NeurAxis, Inc., a medical company specializing in neuromodulation treatments for persistent and challenging conditions affecting both children and adults, has revealed that the US Food and Drug Administration (FDA) has provided 510(k) clearance for their RED (Rectal Expulsion Device). This clearance enables NeurAxis to commercially offer the device for the assessment and diagnosis of patients with chronic constipation linked to pelvic floor dyssynergia who do not respond well to increased laxative use.

NeurAxis is planning to commence commercial distribution of RED, aiming for a preliminary launch in the first quarter of 2025, with a full-scale release anticipated in the second quarter. Management is optimistic that healthcare providers can swiftly adopt this clinically advantageous technology, considering its medical necessity and an approximately $1.5 billion market potential. The procedure associated with RED is currently recognized under a Category I CPT code and enjoys coverage by Medicare along with most private insurance firms.

RED features a unique, self-inflating balloon designed to assess a patient’s capability to expel contents from the rectum. “In many instances of chronic constipation, standard laxative treatments fall short as the root issue is not about colon movement, but rather the neuromuscular function of the pelvic floor,” explained Dr. Adrian Miranda, NeurAxis’ chief medical officer. “Without precise testing, patients could remain undiagnosed and suffer from ineffective treatments.” Additionally, RED can be employed as a qualitative test to assess rectal hypersensitivity, aiding in identifying patients who experience an amplified urge to defecate, influencing the treatment plan for constipation sufferers.

“The approval of RED under the 510(k) standards marks a significant milestone as we progressively expand our gastroenterology offerings, driving robust revenue growth towards achieving cash flow neutrality,” expressed Brian Carrico, NeurAxis’ president and CEO. “I am enthusiastic about the numerous opportunities for revenue and profitability expansion, spurred by enhanced insurance coverage and age indications of our IB-Stim product for pediatric functional abdominal pain/IBS, combined with our RED commercial roll-out. We are also eager to explore additional FDA indications leveraging our PENFS technology, including both adult and pediatric Functional Dyspepsia,” Carrico summed.

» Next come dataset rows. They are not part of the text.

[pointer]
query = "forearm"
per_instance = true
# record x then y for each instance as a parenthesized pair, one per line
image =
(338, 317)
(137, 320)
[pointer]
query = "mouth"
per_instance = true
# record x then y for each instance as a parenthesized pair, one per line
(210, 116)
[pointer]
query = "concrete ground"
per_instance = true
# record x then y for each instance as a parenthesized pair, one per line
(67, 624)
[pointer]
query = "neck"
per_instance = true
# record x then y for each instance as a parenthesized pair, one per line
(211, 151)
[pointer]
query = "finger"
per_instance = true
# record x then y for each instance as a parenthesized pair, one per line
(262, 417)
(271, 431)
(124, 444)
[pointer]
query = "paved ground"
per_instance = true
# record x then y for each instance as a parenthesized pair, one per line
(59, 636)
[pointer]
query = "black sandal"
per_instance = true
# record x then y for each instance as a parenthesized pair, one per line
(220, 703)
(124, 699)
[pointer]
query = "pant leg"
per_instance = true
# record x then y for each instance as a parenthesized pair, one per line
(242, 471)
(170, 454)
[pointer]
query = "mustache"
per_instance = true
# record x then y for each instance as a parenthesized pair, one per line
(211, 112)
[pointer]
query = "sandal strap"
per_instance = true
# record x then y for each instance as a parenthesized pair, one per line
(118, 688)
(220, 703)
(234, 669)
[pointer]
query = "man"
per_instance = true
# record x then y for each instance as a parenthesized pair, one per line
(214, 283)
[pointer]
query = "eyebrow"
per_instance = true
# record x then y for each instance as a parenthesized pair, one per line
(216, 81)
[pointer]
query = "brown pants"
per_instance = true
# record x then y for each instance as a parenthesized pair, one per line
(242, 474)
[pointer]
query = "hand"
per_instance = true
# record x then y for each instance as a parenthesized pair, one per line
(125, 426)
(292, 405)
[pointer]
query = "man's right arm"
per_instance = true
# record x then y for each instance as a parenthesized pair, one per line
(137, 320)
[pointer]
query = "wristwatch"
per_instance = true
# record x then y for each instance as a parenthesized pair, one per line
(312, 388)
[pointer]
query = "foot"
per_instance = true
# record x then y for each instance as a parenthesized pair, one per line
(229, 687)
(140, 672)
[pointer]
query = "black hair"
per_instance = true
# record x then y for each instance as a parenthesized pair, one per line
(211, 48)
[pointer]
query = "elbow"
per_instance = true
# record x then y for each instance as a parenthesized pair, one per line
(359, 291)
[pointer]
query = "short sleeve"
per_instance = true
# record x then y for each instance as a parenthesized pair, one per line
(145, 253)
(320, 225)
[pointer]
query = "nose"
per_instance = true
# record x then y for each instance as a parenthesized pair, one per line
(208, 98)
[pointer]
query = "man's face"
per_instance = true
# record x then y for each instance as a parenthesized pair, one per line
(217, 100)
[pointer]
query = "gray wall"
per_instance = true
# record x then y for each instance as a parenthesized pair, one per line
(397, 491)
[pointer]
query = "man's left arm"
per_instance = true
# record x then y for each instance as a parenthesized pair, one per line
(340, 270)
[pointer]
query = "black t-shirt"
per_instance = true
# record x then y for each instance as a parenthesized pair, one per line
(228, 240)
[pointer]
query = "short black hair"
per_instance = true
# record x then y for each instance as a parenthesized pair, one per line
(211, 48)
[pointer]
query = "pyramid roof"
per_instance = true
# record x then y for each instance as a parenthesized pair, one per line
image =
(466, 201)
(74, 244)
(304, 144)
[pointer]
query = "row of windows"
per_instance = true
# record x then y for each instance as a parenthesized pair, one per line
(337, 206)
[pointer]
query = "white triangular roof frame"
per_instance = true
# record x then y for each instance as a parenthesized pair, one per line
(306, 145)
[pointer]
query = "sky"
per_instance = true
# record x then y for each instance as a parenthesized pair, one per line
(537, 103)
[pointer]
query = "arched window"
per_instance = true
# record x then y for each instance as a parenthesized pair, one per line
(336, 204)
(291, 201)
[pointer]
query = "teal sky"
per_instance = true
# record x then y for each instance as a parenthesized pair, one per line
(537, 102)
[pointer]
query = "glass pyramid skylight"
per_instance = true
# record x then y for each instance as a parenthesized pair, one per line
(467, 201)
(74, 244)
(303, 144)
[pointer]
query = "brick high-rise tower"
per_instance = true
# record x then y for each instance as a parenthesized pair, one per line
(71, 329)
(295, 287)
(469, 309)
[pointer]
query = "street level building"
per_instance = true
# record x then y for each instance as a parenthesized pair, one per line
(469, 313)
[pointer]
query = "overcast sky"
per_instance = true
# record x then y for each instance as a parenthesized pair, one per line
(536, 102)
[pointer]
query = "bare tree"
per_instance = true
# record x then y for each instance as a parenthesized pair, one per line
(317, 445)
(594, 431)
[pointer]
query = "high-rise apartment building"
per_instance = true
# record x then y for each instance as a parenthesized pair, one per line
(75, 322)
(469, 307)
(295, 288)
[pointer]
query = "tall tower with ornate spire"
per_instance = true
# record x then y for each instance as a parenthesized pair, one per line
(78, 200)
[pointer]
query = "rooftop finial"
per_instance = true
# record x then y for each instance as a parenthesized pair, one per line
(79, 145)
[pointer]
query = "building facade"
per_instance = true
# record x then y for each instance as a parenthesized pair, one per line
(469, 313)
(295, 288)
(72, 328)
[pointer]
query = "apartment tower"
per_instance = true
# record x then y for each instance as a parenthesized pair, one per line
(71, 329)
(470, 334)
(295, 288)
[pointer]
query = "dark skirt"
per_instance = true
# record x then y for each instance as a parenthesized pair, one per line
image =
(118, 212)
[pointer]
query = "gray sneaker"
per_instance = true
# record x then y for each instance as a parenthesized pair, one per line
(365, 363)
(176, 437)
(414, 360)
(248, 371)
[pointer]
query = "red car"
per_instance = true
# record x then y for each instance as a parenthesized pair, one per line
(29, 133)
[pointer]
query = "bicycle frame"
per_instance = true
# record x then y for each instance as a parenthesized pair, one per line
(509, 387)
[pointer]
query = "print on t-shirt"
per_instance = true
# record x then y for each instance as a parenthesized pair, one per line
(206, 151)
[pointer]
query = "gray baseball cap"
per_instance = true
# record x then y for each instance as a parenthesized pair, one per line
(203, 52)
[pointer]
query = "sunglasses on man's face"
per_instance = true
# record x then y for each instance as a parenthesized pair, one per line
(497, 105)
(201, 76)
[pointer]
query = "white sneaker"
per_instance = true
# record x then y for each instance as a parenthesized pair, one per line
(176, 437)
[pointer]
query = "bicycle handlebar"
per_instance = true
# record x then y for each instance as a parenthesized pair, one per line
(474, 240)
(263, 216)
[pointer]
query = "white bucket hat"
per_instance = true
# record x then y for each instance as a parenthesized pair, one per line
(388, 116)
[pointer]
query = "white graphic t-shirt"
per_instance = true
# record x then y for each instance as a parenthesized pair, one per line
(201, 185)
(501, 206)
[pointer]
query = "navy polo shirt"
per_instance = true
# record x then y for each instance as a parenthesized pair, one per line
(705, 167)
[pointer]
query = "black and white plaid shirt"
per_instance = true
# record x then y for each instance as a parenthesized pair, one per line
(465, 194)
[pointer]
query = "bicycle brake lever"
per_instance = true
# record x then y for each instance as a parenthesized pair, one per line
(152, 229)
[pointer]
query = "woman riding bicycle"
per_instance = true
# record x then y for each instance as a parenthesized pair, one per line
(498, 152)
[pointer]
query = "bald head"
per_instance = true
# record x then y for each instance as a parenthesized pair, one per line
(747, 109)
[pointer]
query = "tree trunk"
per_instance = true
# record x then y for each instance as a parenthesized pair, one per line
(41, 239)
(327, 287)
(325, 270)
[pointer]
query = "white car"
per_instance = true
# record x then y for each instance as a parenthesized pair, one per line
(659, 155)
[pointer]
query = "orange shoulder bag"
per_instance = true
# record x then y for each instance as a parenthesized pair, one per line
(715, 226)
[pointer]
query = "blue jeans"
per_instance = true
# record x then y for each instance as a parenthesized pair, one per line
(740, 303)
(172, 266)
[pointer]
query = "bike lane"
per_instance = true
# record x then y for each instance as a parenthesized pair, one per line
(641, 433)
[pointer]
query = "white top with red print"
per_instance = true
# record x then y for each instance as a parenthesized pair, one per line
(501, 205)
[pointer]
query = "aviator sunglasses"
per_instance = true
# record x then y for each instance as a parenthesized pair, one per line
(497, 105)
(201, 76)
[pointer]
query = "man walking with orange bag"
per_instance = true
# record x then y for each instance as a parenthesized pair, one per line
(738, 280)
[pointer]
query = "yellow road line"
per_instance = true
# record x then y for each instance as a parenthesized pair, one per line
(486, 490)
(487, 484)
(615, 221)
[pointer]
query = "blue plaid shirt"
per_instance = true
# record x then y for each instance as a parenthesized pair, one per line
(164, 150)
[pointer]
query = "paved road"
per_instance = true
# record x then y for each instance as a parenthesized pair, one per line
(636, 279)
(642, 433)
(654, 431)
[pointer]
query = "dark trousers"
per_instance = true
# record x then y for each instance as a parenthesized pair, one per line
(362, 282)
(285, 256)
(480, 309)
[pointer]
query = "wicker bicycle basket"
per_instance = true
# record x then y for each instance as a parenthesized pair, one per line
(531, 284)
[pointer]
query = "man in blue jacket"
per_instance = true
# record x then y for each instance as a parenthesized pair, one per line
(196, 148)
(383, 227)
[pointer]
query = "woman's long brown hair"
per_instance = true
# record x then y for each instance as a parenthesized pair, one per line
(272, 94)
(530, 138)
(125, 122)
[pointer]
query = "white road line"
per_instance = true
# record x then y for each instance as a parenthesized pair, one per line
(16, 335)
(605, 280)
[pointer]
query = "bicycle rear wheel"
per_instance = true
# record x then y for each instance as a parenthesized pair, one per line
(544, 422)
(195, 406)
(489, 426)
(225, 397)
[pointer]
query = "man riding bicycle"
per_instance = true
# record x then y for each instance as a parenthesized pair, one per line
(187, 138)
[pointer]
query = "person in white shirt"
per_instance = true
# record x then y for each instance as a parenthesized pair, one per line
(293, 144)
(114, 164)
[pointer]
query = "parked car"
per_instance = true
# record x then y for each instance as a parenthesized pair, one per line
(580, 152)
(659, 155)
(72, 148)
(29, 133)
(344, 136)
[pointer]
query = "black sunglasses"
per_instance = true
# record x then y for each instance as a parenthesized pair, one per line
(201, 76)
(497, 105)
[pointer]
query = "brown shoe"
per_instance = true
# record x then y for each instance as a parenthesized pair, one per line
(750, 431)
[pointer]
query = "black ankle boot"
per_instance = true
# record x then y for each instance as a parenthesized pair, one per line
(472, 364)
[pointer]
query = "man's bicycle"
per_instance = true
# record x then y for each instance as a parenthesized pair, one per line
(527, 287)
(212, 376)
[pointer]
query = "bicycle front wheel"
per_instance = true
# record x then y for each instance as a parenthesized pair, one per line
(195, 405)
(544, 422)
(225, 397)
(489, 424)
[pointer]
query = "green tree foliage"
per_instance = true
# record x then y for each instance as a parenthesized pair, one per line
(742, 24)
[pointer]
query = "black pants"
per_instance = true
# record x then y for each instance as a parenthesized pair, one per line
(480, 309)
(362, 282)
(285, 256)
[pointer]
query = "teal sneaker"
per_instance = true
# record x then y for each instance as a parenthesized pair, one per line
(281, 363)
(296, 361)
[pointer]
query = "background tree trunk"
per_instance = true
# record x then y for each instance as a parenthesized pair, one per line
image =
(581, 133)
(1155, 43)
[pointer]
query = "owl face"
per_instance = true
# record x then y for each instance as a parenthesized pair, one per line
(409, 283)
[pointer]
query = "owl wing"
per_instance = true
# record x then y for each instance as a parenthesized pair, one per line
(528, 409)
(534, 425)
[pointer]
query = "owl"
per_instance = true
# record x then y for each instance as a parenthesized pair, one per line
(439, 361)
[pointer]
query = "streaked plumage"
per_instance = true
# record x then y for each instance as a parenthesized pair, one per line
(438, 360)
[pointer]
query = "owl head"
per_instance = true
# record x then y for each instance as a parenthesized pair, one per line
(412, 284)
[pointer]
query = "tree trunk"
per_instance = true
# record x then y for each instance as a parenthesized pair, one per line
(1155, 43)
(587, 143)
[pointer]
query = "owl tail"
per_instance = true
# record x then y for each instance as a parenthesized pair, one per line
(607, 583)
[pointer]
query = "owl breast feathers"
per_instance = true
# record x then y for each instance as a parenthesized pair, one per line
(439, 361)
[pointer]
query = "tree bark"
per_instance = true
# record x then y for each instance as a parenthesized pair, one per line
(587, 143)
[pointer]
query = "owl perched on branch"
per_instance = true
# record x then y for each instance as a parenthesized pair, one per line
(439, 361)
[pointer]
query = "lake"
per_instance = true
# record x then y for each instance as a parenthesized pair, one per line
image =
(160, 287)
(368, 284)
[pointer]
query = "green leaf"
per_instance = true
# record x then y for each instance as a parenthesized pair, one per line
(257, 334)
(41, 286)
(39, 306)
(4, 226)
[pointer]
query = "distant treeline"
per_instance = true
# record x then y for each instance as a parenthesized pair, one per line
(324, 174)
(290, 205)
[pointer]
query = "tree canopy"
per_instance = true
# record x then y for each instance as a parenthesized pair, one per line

NeurAxis, Inc. is dedicated to developing pioneering medical solutions through neuromodulation interventions that combat prevalent, chronic conditions affecting both pediatric and adult populations. The company is committed to propelling scientific progress and employing evidence-based practices to promote the broader use of its IB-Stim therapy, renowned for its proprietary Percutaneous Electrical Nerve Field Stimulation (PENFS) technology, within medical, scientific, and patient sectors.